El pobre Voltaire y Mirabeau revelan en su vida la aridez y la frialdad moral del corazón de sus madres. En cambio Lincoln dice: «Debo a mi madre todo lo que soy». Rafael es el fruto del amor incomparable de su madre Magia que lo guía y lo educa mejor que cien maestros y lo inicia en los templos maravillosos del arte.
¡Oh! ¡Que la mujer mexicana llegue a comprender sus grandiosas posibilidades y se ponga a la altura de ellas formando una decisión heroica como la decisión de Rut! Si las madres se amparan «debajo de las alas de Dios» sus hijos serán distinguidos y eminentes en los dominios del bien como lo fue David el descendiente de Rut la moabita.

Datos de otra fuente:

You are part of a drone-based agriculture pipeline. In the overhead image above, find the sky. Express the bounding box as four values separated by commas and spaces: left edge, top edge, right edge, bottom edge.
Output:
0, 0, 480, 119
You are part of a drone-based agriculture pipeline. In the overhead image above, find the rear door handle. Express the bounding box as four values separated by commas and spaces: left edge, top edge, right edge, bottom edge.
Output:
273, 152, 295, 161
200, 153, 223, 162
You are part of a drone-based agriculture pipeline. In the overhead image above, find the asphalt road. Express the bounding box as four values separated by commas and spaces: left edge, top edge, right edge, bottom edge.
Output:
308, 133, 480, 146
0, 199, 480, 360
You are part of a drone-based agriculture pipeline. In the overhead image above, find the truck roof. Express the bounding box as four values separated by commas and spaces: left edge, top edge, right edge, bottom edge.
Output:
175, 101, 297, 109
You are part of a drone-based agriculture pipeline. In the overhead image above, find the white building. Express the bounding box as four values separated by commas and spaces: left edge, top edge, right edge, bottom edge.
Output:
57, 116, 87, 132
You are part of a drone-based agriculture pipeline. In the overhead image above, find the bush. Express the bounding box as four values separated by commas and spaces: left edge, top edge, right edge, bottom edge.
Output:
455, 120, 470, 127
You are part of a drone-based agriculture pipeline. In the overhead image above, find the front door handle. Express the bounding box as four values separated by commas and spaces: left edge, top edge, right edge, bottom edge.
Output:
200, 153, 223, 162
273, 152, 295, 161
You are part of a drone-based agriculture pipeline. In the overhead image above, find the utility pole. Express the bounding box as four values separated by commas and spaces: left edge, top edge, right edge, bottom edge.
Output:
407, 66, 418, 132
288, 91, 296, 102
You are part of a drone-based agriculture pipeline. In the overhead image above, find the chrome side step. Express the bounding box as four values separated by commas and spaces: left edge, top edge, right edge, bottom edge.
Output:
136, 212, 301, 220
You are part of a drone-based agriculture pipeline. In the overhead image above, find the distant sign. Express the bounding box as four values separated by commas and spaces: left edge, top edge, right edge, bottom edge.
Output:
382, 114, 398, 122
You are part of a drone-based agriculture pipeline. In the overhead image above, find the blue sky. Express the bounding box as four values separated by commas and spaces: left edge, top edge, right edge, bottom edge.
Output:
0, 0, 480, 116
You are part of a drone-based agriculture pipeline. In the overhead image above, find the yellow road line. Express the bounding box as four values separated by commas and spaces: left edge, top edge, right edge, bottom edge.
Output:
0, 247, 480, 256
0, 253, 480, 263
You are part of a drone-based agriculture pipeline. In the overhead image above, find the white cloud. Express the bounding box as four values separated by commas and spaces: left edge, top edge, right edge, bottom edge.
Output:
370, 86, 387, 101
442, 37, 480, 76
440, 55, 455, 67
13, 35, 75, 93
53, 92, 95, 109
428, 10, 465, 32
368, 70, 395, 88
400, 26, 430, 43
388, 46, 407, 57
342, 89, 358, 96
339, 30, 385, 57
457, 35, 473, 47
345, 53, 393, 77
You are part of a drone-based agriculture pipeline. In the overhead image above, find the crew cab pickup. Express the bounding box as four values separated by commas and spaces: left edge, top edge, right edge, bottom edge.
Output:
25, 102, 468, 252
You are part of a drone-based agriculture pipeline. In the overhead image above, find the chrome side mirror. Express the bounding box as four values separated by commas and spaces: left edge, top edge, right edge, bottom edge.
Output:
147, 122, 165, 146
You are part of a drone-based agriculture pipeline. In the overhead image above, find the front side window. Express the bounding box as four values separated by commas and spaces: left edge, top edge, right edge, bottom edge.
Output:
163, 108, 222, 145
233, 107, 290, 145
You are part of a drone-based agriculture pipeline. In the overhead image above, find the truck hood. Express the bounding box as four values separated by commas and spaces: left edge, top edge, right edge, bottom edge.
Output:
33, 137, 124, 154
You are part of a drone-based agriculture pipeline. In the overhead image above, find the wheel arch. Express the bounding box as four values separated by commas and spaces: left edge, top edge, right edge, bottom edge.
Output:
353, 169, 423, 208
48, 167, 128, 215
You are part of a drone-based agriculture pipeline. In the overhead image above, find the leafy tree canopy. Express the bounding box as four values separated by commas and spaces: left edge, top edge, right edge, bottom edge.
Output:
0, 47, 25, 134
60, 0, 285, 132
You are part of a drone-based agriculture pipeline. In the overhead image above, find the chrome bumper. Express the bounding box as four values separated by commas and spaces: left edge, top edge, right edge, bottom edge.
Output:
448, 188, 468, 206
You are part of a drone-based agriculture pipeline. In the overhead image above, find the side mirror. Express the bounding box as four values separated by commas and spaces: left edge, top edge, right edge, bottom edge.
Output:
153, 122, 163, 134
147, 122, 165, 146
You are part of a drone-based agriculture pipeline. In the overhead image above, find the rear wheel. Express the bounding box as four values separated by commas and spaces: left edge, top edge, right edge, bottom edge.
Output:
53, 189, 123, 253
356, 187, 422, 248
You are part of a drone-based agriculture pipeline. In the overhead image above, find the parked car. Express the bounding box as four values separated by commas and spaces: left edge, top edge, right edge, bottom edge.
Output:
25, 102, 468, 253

Mientras las mujeres de nuestra raza estén sujetas a la humillante fuerza de Roma y se entreguen en cuerpo y alma a las absurdas devociones del paganismo moderno del papa y de los sacerdotes que lo representan en México, no hay esperanza para la patria. La mujer que se confiesa con el cura ofende a Dios y ofende ella misma su propio honor y decoro. La mujer que cree en méritos de santos y amengua el poder y la gracia de Cristo mismo apartándose de él para refugiarse en el poder mezquino y miserable de los hombres, y de las imágenes, no es la mujer que ha de salvar a México ni la que le dará su influencia y el poder de sus encantos y de su carácter. Esa honra está reservada para la mujer cristiana, para la heroína que se levante llena de fe en Cristo y rompa con las tradiciones del pasado, con las amenazas de Roma, con las ligas del vergonzoso fanatismo, del intransigente cura, del degradante dominio del Papa, y diga llena de voluntad y de valor, como Rut: «Dios será mi Dios!» «Su pueblo será mi pueblo!» No dudamos que México sea ganado para Cristo. Así lo pedimos a Dios y lo esperamos de su gracia. Y no pedimos una cosa imposible ni esperamos un milagro. Es una cosa que se halla dentro de los límites de lo natural. Sólo se necesita que los hombres trabajemos con fidelidad en esta gran campaña, y que las mujeres cristianas hagan su parte que ellas y solo ellas pueden desempeñar con las cualidades que les son propias y con que Dios les ha dotado para formar el carácter de sus hijos y para elevar al mundo influyendo en la sociedad y en la familia.
El Faro, 1917 *Ruth en el artículo original ha sido cambiado a Rut.